We can better use our imperfections for our personal and spiritual growth.

The yogic journey is not only a spiritual journey, not just a journey into the spirit world; it is also a personal journey into our bodies and into the psychic underworld—it is both an ascending and a descending journey. When we ascend into a pose, we release and awaken stored emotions, repressed fears and angers that have resided in our muscles, joints and glands for years. Breathing light and mantric energy into these places and into our souls we gradually release their secret hold on us.

Psychologist, Carl Jung, wrote:

“That which we don’t confront within, we will meet as fate.”

In yogic terms, we will have to face our karma, our samskaras, in order to  grow into spiritual wholeness. What we ignore will eventually come back to haunt us.

If we don’t let the light of meditation through the cracks of our psyche, we will be ruled by the energies of our subconscious, our karma, our shadow. And when the shadow rules us, we project it outwards onto the world, our friends, our partners, our community.

Thus the spiritual journey is as much about facing our shadow as it is about pointing our soul toward the light.

Here’s a sweet story about the growth that unfolds when we practice the yoga of imperfection:

The Cracked Water Pot

A water bearer in India had two large pots, each hung on each end of a pole, which he carried across his neck.

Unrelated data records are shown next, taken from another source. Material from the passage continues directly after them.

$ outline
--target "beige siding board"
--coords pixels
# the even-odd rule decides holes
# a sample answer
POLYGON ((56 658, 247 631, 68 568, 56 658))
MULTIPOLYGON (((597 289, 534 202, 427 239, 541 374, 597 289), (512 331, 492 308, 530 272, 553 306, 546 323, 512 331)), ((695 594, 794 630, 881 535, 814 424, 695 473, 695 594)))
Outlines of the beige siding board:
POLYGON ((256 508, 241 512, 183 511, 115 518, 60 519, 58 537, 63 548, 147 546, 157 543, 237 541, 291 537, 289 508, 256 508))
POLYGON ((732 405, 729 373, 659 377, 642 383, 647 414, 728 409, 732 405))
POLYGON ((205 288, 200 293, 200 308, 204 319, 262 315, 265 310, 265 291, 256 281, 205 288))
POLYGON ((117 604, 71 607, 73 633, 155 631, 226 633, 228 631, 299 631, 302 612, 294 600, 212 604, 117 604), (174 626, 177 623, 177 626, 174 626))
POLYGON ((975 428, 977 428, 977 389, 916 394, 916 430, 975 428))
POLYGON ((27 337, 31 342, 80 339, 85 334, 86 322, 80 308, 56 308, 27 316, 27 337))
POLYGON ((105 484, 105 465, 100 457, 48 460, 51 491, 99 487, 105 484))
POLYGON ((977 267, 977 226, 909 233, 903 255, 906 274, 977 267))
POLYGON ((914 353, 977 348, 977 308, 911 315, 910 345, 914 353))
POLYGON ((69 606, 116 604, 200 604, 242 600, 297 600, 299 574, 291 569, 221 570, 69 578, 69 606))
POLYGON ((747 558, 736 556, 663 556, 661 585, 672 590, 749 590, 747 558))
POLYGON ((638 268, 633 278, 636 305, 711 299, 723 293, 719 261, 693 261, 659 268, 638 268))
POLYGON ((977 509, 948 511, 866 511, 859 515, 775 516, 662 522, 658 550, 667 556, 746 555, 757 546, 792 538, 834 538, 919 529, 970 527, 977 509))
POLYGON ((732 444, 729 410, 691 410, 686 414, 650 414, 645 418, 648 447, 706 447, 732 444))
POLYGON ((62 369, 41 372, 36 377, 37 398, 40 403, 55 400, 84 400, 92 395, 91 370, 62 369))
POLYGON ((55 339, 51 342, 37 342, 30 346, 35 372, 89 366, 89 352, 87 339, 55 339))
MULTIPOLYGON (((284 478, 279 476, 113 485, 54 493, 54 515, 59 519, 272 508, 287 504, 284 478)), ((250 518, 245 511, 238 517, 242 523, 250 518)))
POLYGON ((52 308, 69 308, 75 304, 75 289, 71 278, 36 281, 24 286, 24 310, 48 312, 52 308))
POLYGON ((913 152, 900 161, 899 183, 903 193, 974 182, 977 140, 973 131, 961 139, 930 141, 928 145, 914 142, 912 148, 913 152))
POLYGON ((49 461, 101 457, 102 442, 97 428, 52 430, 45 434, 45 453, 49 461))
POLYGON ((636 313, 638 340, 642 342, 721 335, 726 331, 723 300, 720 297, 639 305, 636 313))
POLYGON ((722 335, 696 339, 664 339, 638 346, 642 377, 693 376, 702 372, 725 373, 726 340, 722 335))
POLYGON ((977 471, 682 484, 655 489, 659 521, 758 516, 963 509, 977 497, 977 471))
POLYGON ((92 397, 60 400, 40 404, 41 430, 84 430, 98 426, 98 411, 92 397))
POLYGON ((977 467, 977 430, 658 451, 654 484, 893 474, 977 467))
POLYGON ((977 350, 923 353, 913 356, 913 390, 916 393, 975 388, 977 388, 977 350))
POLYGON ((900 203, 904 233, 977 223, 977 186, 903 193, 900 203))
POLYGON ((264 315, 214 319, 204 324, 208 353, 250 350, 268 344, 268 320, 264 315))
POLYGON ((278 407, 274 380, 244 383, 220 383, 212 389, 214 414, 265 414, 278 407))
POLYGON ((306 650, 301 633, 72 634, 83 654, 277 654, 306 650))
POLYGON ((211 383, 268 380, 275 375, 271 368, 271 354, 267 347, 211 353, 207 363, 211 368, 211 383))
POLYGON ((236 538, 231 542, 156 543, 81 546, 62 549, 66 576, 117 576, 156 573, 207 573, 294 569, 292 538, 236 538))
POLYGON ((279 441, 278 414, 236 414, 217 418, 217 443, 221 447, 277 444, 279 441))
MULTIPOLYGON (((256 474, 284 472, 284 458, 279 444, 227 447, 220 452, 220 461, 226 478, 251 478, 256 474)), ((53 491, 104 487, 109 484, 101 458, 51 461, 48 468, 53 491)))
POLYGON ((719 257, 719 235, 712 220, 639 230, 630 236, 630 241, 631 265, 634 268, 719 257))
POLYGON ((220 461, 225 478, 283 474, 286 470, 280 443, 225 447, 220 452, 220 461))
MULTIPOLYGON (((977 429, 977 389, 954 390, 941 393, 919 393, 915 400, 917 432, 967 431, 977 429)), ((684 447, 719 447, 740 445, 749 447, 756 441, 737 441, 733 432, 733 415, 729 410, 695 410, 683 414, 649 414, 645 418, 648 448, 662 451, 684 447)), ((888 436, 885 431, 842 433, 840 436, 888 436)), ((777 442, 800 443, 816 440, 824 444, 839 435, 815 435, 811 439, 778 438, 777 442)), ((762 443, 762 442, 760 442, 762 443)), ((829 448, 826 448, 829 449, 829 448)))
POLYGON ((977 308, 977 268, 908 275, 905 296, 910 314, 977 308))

One of the pots had a crack in it, and while the other pot was perfect and always delivered a full portion of water at the end of the long walk from the stream to the master’s house, the cracked pot arrived only half full.

For a full two years this went on daily, with the bearer delivering only one and a half pots full of water in his master’s house. Of course, the perfect pot was proud of its accomplishments, perfect to the end for which it was made.

But the poor cracked pot was ashamed of its own imperfection, and miserable that it was able to accomplish only half of what it had been made to do.

After two years of what it perceived to be a bitter failure, it spoke to the water bearer one
day by the stream.

“I am ashamed of myself, and I want to apologize to you.”

Why?” asked the bearer. “What are you ashamed of?”

“I have been able, for these past two years, to deliver only half my load because this crack in my side causes water to leak out all the way back to your master’s house. Because of my flaws, you have to do all of this work, and you don’t get full value from your efforts,” the pot said.

The water bearer felt sorry for the old cracked pot, and in his compassion he said,
“As we return to the master’s house, I want you to notice the beautiful flowers along the path.”

Indeed, as they went up the hill, the old cracked pot took notice of the sun warming the beautiful wild flowers on the side of the path, and this cheered it some. But at the end of the trail, it still felt bad because it had leaked out half its load, and so again it apologized to the bearer for its failure.

The bearer said to the pot, “Did you notice that there were flowers only on your side of your path, but not on the other pot’s side? That’s because I have always known about your flaw, and I took advantage of it. I planted flower seeds on your side of the path, and every day while we walk back from the stream, you’ve watered them. For two years I have been able to pick these beautiful flowers to decorate my master’s table. Without you being just the way you are, he would not have this beauty to grace his house.”